# First try of ONR- some opinions and questions



## Stevoraith (Mar 15, 2008)

So after the advice about sponges last week and the kind freebie from Wee Green Mini, I managed to try out ONR twice last week.

Hmmmm. Jury is still definitely out.

Maybe my technique needs some refinement, maybe I'm being paranoid, maybe I'm expecting too much, or maybe I'm just plain doing it wrong!

Hopefully you guys can maybe provide some guidance and/or reassurance.

I washed my car first (E46 330d) which was a bit dusty and had a few bug splatters on the front but wasn't too dirty.
I washed the wheels earlier in the day using the traditional hose and bucket method so I was purely concentrating on the paintwork.

My technique was as follows;

Spray whole car with pre-wash mixed at about 35:1.
Before washing each panel, I repeated the spray with the pre-wash.
I then wrung out the sponge slightly in my wash bucket (approx 1 and a half caps to ten litres, so about 400:1) so that it was wet but not dripping.
Wiped over the panel lightly
Sprayed panel with meguiars Last Touch and then dried with an Elite Ultra plush drying towel
Started from the roof and did the whole car like that, including the windows.

I had two main concerns;
1- The drying towels were very dirty by the end of the wash (I used two towels for the whole car) 
2- the bug splatter was not removed. I was very mindful of the advice about not rubbing too hard so I re-soaked the area with the pre-spray three or four times and let it dwell for ages but the bugs didn't come off. I've never had a problem with bugs using a snow foam and TBM wash.

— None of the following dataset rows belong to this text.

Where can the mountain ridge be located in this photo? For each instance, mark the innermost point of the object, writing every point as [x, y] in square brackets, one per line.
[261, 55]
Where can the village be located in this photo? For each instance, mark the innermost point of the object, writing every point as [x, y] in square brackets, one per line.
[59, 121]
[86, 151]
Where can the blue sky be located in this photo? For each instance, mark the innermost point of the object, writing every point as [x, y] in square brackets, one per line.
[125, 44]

Undettered I decided to try the wifes Octavia vRS the following night. Hers was slightly dirtier than mine as it had been driven in the rain more but it was still fairly clean and it had almost zero bug splatter. The big difference was that I decided to try doing the wheels with ONR too.

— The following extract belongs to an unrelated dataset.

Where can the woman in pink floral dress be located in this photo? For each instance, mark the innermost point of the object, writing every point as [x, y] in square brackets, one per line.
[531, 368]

I altered my technique slightly in that I didn't pre-spray the whole car first, I just did it panel by panel, allowing 30seconds or so between spraying and washing.
Out of neccessity (as the plush towels were now filthy) I also changed my drying towels to a more regular microfibre type of towel. Something like this.
The rest of the car was washed the same way as before.

The problems came when doing the wheels. It probably would have been better if I'd just done the faces, but as they are quite open spokes, you really have to do the insides of the wheels too if you want them to look clean. This meant a lot of dirt was running down the wheels and without a hose to rinse all the dirty water away it left them looking not too great. I used an old Autoglym chamois to dry them but I really felt there was still too much dirt on the wheels to safely dry them. 
Now I could have got the hose out and rinsed them off but it kind of defeats the purpose of Optimum No Rinse! Do others just do the faces and forget about the backs? 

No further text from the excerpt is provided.